Video: Streik in Klagenfurt und Graz
„Eigentlich möchten wir gar nicht hier stehen und streiken“, sagt Louis Boyle. Der Schotte, der zum Studieren nach Graz gekommen ist und seit der Pandemie Essen zustellt, führt den Streik vor der Zentrale von Lieferando in der Neutorgasse an. Mit der Gruppe von Ridern in Orange solidarisieren sich neben KPÖ-Gemeinderat Max Zirngast und dem GLB-Bundesvorsitzenden Georg Erkinger außerdem einzelne Boten der Fahrradkurierdienste Pink Pedals und Veloblitz. „Wir haben bei uns gute Arbeitsbedingungen, sind alle über KV angestellt“, sagt Christoph Leuchtmüller von Pink Pedals, der ebenfalls im KV-Verhandlungsteam ist und die Essenszusteller unterstützen will: „Aber es ist noch ein langer Weg für alle.“
Drei Anbieter stellen in Graz Essen per Fahrrad zu, doch die Rider von foodora und Velofood haben sich den Protesten nicht angeschlossen. Das heißt nicht automatisch, dass ihre Arbeitsbedingungen besser sind. Denn während die Lieferando-Boten alle angestellt sind und so dem KV unterliegen, ist für die anderen Unternehmen ein großer Teil an freien Dienstnehmern unterwegs. Insgesamt seien nur ca. zwei Fünftel aller Zusteller in einem Angestelltenverhältnis, schätzt man beim Streik in Graz. Beide Unternehmen betonten gegenüber der Kleinen Zeitung, dass ihre Dienstnehmer aussuchen könnten, ob sie lieber als freie oder angestellte Rider fahren möchten. „Aktuell arbeiten wir mit rund 3000 Fahrern zusammen, von denen sich rund 95 Prozent selbst für das freie Dienstnehmer-Modell entschieden haben“, sagt Foodora-Sprecher David Zier. Bei Velofood – im Gegensatz zu den beiden internationalen Konzernen Just Eat Takeaway (Lieferando) und Delivery Hero (foodora) das einzige Grazer Unternehmen – variiere er sehr stark, sagt Jonathan Stallegger. Beide Dienstverhältnisse hätten aber ihre Vorteile: „Wir stellen Leute an und bezahlen diese über Kollektiv – wir brauchen ja erfahrene Rider im Team. Wir haben aber auch viele, die lieber als freie Zusteller arbeiten und so flexibel sind – zum Beispiel im Studium.“
Bei der Forderung nach einer entsprechenden Teuerungsabgeltung wollen die Lieferando-Botinnen und -boten jedenfalls in ganz Österreich hartnäckig bleiben. „Leistung bei jedem Wetter und hoher körperlicher Anstrengung sollte sich lohnen und darf nicht zu Armut und verzweifelten Lagen führen“, sagt Fabian Warzilek, Betriebsratsvorsitzender bei Lieferando und Mitglied des vida-KV-Verhandlungsteams. Eine Berechnung des Momentum-Instituts zeigt, dass die Löhne im Februar 2024 im Vergleich zu Anfang 2020 um 15,5 Prozent gewachsen sind, das Essen in der Gastronomie aber um 33 Prozent. „Das Essen, das die Botinnen und Boten tagtäglich ausliefern, wird immer teurer, während ihr eigener Lohn auf der Strecke bleibt“, sagt Jakob Sturn, Ökonom am Momentum Institut.
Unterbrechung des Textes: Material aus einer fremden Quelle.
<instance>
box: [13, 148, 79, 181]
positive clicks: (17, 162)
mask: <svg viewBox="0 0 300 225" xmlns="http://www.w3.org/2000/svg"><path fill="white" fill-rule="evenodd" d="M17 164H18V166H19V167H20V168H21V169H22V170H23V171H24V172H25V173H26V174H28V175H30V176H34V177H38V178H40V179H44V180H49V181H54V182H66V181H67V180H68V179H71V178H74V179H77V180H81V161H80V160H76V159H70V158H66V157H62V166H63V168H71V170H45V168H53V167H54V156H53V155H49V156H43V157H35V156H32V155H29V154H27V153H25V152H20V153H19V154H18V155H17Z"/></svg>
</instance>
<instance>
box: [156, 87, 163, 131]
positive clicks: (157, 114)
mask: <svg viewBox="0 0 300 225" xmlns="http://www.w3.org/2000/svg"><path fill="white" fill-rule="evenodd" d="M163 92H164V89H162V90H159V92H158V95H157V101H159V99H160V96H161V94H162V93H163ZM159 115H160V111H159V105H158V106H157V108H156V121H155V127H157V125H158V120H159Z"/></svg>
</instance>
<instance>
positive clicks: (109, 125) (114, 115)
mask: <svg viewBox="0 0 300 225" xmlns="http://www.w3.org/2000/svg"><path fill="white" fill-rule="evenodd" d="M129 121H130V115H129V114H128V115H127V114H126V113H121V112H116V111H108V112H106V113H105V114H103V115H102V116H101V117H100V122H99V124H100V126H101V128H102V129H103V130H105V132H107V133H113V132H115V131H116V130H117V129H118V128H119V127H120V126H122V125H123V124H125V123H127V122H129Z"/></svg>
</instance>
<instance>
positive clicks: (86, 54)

Politische Unterstützung kam von der KPÖ
Die Grazer KPÖ solidarisiert sich mit den Essenszustellerinnen und -zustellern: „Eine Lohnerhöhung deutlich unterhalb der rollierenden Inflation ist nicht zu akzeptieren. Es braucht höhere Löhne und bessere Arbeitsbedingungen für die Rider“, sagt Gemeinderat Max Zirngast. Georg Erkinger, Bundesvorsitzender des Gewerkschaftlichen Linksblocks (GLB), fordert die Gewerkschaft vida auf, hartnäckig zu bleiben: „Damit es zu einem KV-Abschluss kommt, der den Arbeiterinnen und Arbeiter einen Lohn garantiert, von dem sie auch leben können.“ Grundsätzlich sei es das Ziel sein, keine Kollektivverträge unter 2.000 Euro abzuschließen – „das ist ja auch die Forderung des ÖGB“, so Erkinger, der auch Spitzenkandidat der Liste GLB-KPÖ bei den AK-Wahlen ist.